Every American should know the words to The Star-Spangled Banner, our national anthem:
Oh, say, can you see
By the Dawn’s early light
What so proudly we hailed
At the twilight’s last gleaming?
But wait a minute! Because dawn isn’t a person, it can’t own the “early light.” For the same reason, twilight can’t own the “last gleaming.”
Did Francis Scott Key screw up our national anthem?
Of course not. You might have been told you can’t use an apostrophe + s construction unless the owner is human. You can’t say “the dog’s collar” or “the tree’s leaves” or “the song’s lyrics.”
But that’s a bogus rule made up by people who should know better.
How did this mistake get started? Here’s what probably happened. Grammarians often talk about possessives (“Joe’s shoes”). It wasn’t long before some self-appointed grammarians decided that only people can have possessions.
Teachers and editors latched on to that made-up rule, and that opened the door to all kinds of clumsiness: “the collar of the dog” instead of “the dog’s collar” – and so on.

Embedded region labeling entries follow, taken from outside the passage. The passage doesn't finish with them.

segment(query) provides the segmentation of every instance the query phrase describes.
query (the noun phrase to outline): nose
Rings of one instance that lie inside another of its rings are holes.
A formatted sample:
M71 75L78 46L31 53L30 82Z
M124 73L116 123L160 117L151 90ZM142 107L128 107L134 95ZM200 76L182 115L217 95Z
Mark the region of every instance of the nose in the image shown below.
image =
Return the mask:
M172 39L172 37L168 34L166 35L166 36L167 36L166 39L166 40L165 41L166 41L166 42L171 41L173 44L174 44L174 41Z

When you stop to think about it, many possessive constructions don’t involve ownership at all. A teacher’s desk is one example. Every classroom I used in my 40-year teaching career had a desk for the teacher (me). I didn’t own it, of course. I couldn’t take it home. But it was still the teacher’s desk.
I want to make two points today.
1. We need to stop talking about “possessives.” When I was teaching, the term I used was “of expressions.”
2. Some apostrophes are disappearing. The Associated Press has dropped the apostrophe from Veterans Day (which used to be Veterans’ Day – the day of the veterans). I often see signs like “Doctors Lounge” and “Judges Entrance.”